Ausländische Notenbanken weiten ihren Bestand an US-Anleihen seit Jahrzehnten immer weiter aus. Ende der 70er Jahre hielten sie bereits ein Viertel aller Anleihen. Der Anteil ging bis Mitte der 80er Jahre auf 10 % zurück. Das hatte zwei Gründe. Einerseits kauften Notenbanken so gut wie keine Anleihen mehr, andererseits stieg die Verschuldung der USA stark an.

Zwischen 1996 und 2002 verhielt es sich umgekehrt. Notenbanken kauften kaum Anleihen, doch die Verschuldung ging zurück. Der Anteil stieg daher. Wichtig ist aber, dass Notenbanken bereits zwei Mal eine Pause einlegten, die jeweils 5-6 Jahre dauerte. Jetzt wird wieder eine Pause eingelegt, die seit knapp 5 Jahren andauert.

Wie es der „Zufall“ so will, korrelieren diese Pausen mit einer Aufwertung des Dollars (Grafik 3). Als der Dollar von 1981 bis 1985 stark aufwertete, pausierten Notenbanken ihre Käufe. Das gleiche geschah auch zur Jahrhundertwende und nun wieder seit 2013. Es ist vermutlich auch kein Zufall, dass Notenbanken ab Anfang 2017 wieder US-Anleihen kauften. Damals erreichte der Dollar-Index sein Hoch.

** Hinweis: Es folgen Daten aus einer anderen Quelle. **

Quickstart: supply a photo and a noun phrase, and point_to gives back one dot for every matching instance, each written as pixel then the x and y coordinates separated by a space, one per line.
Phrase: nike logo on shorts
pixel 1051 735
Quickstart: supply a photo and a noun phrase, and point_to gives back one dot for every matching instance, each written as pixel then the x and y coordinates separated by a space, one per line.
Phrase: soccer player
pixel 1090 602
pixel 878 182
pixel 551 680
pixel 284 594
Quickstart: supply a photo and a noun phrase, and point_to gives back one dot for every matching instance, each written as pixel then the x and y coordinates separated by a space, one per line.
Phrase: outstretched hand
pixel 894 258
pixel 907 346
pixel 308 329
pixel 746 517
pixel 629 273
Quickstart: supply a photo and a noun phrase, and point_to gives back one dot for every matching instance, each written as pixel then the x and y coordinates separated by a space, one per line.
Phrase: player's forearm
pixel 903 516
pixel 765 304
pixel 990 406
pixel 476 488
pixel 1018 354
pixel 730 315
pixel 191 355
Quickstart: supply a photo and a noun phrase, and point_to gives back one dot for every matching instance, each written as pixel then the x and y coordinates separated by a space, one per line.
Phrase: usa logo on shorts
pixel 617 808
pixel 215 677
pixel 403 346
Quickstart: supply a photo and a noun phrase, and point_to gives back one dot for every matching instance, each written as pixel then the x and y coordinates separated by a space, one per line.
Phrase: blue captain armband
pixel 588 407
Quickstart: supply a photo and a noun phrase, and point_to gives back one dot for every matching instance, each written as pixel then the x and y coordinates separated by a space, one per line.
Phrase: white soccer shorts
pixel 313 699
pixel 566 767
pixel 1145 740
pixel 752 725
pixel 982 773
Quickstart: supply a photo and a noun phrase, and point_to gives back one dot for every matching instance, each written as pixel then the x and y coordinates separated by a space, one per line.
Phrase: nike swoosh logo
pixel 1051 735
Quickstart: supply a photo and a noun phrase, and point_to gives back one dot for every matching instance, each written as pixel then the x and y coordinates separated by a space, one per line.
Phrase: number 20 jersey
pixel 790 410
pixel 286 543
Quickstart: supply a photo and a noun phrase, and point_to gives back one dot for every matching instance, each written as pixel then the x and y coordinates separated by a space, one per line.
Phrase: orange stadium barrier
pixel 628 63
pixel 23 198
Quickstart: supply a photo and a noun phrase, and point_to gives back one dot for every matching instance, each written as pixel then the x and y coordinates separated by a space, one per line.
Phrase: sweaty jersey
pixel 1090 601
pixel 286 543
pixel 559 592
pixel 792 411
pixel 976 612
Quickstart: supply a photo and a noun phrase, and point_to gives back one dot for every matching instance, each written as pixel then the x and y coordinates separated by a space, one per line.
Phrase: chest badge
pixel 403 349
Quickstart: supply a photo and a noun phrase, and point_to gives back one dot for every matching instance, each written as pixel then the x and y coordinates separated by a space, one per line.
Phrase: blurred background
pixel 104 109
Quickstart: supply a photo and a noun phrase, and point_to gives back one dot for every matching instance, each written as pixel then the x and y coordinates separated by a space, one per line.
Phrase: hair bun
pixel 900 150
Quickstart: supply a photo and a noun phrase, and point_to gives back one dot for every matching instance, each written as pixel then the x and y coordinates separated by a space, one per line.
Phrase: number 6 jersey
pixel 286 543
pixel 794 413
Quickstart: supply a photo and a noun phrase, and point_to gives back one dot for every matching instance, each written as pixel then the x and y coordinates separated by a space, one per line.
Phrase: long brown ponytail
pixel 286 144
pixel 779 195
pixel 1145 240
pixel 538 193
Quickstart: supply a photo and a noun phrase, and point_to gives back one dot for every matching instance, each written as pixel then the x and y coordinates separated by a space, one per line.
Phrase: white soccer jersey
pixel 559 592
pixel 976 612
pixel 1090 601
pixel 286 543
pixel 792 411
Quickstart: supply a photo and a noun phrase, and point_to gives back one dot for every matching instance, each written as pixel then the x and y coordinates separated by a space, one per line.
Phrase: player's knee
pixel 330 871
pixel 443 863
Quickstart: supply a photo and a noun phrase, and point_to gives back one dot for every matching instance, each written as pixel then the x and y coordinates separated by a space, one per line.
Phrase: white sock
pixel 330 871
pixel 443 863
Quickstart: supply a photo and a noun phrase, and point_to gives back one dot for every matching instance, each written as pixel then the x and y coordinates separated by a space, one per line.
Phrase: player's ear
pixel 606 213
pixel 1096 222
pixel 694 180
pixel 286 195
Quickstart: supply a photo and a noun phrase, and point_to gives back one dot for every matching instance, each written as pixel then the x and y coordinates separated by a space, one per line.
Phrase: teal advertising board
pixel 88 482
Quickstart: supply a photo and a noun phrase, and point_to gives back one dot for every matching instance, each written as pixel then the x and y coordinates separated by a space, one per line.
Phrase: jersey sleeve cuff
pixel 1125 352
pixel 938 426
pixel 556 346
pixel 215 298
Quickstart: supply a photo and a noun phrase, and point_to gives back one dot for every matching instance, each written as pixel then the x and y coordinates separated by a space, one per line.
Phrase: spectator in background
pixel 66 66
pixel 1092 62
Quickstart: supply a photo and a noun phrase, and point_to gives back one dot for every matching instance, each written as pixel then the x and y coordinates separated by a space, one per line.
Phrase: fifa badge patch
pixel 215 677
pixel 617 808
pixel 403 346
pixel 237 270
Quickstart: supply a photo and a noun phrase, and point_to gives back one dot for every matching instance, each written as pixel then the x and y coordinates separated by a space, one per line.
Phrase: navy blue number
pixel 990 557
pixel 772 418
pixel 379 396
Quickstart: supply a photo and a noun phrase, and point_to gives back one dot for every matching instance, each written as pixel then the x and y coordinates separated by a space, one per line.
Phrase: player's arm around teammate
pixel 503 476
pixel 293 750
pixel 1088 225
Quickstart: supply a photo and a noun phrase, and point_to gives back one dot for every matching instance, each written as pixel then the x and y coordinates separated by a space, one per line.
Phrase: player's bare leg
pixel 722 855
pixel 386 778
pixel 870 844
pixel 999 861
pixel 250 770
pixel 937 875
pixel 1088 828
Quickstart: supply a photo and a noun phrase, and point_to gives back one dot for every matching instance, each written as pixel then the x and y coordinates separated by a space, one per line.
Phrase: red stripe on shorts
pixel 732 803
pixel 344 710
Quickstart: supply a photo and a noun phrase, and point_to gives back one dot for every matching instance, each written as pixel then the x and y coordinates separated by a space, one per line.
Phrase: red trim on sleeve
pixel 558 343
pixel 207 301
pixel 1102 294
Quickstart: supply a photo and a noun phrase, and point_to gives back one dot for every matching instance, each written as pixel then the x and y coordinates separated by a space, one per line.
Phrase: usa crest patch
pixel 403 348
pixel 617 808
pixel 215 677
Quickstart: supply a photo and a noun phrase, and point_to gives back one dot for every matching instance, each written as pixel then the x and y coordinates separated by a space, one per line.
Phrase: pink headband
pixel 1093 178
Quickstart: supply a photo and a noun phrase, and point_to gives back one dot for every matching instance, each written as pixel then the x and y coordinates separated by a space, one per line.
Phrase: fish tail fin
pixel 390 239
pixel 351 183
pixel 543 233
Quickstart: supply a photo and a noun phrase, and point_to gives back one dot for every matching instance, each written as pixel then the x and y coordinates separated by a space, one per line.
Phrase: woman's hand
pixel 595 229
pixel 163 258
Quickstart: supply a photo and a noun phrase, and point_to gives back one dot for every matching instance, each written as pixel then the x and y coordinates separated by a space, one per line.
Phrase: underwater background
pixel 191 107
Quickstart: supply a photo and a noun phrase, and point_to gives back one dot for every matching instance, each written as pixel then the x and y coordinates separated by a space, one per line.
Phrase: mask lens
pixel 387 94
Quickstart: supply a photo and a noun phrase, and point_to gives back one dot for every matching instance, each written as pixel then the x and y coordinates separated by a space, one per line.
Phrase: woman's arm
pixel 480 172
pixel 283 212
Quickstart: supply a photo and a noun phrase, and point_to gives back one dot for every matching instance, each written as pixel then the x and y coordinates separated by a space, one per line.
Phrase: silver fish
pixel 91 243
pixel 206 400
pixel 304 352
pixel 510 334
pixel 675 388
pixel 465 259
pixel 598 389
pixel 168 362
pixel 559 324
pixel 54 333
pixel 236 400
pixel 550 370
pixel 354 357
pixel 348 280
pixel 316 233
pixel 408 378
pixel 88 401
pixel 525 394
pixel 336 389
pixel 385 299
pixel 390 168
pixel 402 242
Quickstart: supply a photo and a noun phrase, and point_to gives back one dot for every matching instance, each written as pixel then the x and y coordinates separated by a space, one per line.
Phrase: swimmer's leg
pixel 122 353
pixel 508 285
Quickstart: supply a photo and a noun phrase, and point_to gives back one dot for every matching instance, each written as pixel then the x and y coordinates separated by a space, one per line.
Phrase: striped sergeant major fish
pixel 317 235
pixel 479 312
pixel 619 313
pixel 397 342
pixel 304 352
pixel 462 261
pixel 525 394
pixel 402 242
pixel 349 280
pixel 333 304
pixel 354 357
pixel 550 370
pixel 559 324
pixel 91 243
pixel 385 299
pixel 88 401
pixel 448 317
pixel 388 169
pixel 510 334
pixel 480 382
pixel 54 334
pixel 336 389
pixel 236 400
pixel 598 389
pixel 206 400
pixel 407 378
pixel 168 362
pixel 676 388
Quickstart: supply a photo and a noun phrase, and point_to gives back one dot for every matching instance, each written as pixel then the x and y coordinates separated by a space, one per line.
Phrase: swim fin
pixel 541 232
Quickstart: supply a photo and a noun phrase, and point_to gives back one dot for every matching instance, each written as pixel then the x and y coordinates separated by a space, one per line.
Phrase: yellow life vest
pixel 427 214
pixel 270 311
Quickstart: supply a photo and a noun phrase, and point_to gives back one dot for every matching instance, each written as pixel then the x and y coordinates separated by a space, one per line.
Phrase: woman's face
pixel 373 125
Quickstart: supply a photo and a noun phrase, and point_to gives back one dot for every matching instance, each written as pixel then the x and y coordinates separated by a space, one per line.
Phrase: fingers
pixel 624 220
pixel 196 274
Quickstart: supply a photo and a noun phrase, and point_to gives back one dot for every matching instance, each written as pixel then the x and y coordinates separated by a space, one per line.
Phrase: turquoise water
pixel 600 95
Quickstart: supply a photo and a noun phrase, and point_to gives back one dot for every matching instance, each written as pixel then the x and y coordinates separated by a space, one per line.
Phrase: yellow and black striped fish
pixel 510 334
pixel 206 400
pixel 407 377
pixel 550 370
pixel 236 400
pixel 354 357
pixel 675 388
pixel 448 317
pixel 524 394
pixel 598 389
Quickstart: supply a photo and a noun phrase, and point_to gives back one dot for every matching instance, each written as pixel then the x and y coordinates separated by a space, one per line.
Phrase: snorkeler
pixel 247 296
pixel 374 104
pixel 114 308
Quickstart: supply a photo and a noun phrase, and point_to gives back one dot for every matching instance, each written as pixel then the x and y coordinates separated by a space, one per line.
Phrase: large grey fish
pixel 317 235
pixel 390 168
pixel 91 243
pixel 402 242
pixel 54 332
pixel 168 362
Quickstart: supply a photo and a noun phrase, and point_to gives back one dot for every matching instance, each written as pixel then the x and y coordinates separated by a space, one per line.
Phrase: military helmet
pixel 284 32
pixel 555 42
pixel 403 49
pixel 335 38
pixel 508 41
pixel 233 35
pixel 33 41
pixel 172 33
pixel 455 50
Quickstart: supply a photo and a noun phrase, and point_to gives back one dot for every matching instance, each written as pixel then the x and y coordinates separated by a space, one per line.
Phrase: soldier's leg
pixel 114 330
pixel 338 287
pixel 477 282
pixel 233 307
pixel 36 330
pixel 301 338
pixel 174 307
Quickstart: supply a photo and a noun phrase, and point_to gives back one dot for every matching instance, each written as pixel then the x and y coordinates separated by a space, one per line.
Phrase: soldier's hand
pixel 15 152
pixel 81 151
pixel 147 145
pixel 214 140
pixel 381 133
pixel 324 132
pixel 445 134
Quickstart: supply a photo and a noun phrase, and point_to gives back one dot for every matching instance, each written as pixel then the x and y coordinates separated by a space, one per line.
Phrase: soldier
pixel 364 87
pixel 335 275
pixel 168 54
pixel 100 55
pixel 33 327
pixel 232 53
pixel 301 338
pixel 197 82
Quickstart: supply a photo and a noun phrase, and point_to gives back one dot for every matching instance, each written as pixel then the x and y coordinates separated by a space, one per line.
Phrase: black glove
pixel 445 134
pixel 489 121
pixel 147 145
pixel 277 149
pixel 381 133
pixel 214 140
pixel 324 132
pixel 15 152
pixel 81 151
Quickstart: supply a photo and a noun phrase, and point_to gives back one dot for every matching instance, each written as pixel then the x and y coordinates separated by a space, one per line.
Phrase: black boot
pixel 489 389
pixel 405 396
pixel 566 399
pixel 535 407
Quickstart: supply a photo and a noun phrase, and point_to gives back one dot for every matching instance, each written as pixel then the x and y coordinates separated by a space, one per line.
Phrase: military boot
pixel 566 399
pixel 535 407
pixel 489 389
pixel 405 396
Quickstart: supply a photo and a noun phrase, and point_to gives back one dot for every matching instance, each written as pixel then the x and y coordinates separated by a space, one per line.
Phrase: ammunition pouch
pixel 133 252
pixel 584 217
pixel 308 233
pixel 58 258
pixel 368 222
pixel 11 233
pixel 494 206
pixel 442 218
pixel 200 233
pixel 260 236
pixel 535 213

Der Dollar-Index bewegt sich in langen Zyklen, die bis zu einem gewissen Grad mit dem Zinsniveau zu tun haben. Viele Länder haben einen Teil ihrer Schulden in Dollar. Das gilt vor allem für Emerging Markets. Wird der Dollar stärker, verteuern sich die Schulden. Währungen geraten unter Druck. Notenbanken legen ihre Währungsreserven in diesen Zeiten nicht in US-Anleihen an, sondern müssen diese Teils verkaufen, um für Liquidität zu sorgen oder ihre Währungen durch Interventionen zu stützen. Das ist natürlich alles sehr viel weniger spektakulär als die Vermutung, dass hinter der Kaufverweigerung der Notenbanken ein größerer Plan steckt, aber es ist tatsächlich so einfach.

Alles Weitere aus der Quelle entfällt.